At that time, there were five district high schools. Three of them were in the same region. The remaining two were in another, leaving none for the third.
And the 2000 census showed that the old regions were not equitable in terms of population.
That old set-up changed.
Maybe things should change again.
There are a number of possibilities.
In this exercise, we map out the options for a region-free county, and two, three, and four regions. We stop short of looking at five or more regions. That kind of process would be legal. We just don’t think it makes sense.
So, we’re looking at no regions — effectively the same as one region — two, three, and four regions. In all cases, the townships that are currently not part of the district — Southwest, Spring Creek, and Columbus — are left out.
The basic framework for the mapping is that regions be contiguous, not break up any voting precincts, and contain similar numbers of people. There are about 38,000 people in the parts of the county that attend Warren County School District.
We used 2010 census data and got to work.
With no regions, it’s pretty simple. No lines on the map. And there is only one way to handle the election — nine at-large board members.
There are two ways to set up with four regions: two board members per region and one at-large or one member per region and five at large.
In order to make our four-region map work, we made the City of Warren one region of 9,710 people.
The northern region includes Pine Grove, Conewango, Farmington, and Sugar Grove townships, and Sugar Grove Borough. There are 9,885 people in those municipalities according to the census data.
The western region includes Eldred, Freehold, Pittsfield, Deerfield, Triumph, Brokenstraw, Limestone, and Watson townships, and Bear Lake, Tidioute, and Youngsville boroughs. There are 9,368 people there.
Finally, the eastern region is Elk, Glade, Mead, Pleasant, Sheffield, and Cherry Grove townships, and Clarendon Borough. That’s 9,445 people.
The familiar three-region map stays.
The City of Warren, and Glade and Elk townships are one region.
Freehold, Sugar Grove, Farmington, Pine Grove, Pittsfield, and Brokenstraw townships, and Bear Lake and Youngsville boroughs make up a second region.
The borders make as much sense as they can — Conewango looks out of place, but its population makes it hard to move — and the population numbers are very good.
There are three options with three regions — one, two, or three members from each, with the remainder at-large.
The Times Observer staff is quite proud of its two-region map.
It is not inherently better. We don’t think it is the model that should be chosen. It just works out.
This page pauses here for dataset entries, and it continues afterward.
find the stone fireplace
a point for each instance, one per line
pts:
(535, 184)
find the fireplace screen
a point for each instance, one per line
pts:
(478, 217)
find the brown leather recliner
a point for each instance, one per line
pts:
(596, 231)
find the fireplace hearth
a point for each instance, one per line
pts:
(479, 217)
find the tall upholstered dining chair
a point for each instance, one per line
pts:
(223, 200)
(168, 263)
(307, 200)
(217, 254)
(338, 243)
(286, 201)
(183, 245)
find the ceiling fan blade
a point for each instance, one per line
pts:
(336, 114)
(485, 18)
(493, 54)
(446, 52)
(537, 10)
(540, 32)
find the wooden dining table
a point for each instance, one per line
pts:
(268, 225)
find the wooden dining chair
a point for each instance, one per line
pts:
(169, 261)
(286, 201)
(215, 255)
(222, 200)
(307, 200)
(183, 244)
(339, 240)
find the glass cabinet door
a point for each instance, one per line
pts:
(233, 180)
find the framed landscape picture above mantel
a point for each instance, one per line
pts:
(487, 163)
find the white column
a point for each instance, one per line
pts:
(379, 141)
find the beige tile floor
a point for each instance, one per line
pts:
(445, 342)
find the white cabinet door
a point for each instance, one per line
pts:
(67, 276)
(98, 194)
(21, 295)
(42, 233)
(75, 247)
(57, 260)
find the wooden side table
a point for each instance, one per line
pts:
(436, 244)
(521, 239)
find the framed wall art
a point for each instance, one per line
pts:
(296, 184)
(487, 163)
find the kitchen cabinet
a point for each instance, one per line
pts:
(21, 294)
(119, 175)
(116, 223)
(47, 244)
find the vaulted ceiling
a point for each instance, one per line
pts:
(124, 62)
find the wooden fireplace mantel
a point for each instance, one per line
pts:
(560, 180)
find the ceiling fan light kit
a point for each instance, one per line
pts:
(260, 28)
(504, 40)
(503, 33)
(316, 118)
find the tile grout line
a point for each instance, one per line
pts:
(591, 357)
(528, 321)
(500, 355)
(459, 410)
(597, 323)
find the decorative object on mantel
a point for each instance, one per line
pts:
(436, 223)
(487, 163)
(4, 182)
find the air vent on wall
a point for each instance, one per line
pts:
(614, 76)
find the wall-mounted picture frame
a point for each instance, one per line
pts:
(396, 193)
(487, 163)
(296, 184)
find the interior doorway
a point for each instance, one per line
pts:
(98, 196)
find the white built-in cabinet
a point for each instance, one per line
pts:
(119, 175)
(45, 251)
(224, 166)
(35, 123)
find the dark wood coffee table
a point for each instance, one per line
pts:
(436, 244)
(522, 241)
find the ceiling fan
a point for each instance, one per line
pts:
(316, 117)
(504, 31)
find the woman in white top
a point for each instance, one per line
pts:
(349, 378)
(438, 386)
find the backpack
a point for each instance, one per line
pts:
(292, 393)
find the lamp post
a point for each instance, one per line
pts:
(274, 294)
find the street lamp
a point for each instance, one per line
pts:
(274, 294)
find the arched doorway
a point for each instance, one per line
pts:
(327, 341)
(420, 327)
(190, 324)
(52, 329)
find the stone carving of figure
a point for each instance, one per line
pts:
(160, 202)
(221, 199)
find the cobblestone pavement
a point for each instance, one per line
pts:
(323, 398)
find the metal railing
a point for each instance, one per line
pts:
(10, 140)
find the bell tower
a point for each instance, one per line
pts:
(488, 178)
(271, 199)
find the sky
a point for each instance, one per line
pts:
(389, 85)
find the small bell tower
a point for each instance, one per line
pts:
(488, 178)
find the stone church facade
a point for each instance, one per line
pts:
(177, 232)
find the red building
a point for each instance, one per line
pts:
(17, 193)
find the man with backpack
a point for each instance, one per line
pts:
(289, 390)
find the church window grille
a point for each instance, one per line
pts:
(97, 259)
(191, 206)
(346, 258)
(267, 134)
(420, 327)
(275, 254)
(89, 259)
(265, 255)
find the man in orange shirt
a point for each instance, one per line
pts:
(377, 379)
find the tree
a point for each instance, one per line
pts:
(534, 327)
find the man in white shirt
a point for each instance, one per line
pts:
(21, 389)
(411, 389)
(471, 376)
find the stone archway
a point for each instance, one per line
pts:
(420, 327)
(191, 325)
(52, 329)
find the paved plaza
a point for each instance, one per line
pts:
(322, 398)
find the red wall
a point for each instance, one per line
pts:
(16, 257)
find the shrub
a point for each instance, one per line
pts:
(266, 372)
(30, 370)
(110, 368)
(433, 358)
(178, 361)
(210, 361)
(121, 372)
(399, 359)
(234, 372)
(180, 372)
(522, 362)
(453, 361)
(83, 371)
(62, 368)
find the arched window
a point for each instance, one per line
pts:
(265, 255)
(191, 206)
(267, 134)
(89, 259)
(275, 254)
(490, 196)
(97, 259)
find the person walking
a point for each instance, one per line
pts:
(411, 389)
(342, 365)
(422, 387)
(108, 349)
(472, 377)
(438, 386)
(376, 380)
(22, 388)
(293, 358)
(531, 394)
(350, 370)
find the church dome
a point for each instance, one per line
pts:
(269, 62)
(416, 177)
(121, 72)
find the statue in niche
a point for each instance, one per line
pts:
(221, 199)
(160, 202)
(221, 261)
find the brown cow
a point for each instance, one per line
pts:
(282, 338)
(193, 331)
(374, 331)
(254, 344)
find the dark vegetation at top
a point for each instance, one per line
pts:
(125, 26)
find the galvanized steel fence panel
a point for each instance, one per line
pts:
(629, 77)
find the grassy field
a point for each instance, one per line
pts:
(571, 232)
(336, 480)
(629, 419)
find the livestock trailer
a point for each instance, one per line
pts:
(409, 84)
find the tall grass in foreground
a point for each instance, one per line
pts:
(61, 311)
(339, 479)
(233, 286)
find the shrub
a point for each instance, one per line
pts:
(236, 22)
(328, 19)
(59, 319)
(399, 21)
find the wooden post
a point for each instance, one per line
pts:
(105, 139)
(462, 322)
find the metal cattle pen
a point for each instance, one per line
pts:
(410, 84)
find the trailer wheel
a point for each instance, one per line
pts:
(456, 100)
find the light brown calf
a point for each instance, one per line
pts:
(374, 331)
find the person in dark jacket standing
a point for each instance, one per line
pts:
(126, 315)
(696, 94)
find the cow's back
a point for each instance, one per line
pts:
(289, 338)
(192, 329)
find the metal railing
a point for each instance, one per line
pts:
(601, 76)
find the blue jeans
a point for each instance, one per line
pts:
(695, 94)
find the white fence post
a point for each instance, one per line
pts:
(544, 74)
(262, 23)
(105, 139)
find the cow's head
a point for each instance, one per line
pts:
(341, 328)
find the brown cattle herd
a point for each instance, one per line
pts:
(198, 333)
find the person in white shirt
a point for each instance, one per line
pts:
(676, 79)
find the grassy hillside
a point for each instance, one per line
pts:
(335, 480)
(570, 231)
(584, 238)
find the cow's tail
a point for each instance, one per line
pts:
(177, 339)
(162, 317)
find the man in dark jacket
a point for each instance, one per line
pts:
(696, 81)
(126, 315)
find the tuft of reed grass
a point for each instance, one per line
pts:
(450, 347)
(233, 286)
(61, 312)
On the west are: Freehold, Sugar Grove, Farmington, Pittsfield, Brokenstraw, Conewango, Eldred, Deerfield, Triumph, Limestone, Watson, Pleasant, and Cherry Grove townships, and Bear Lake, Tidioute, and Youngsville boroughs. In the east are Pine Grove, Elk, Glade, Mead, and Sheffield townships, Clarendon Borough, and the City of Warren.
In the west there are 19,218 people. In the east there are 19,190. That’s a difference of 28 people or about one seventh of one percent.
There are four different ways to elect the board members from two regions — one, two, three, or four members from each, and the remainder at-large.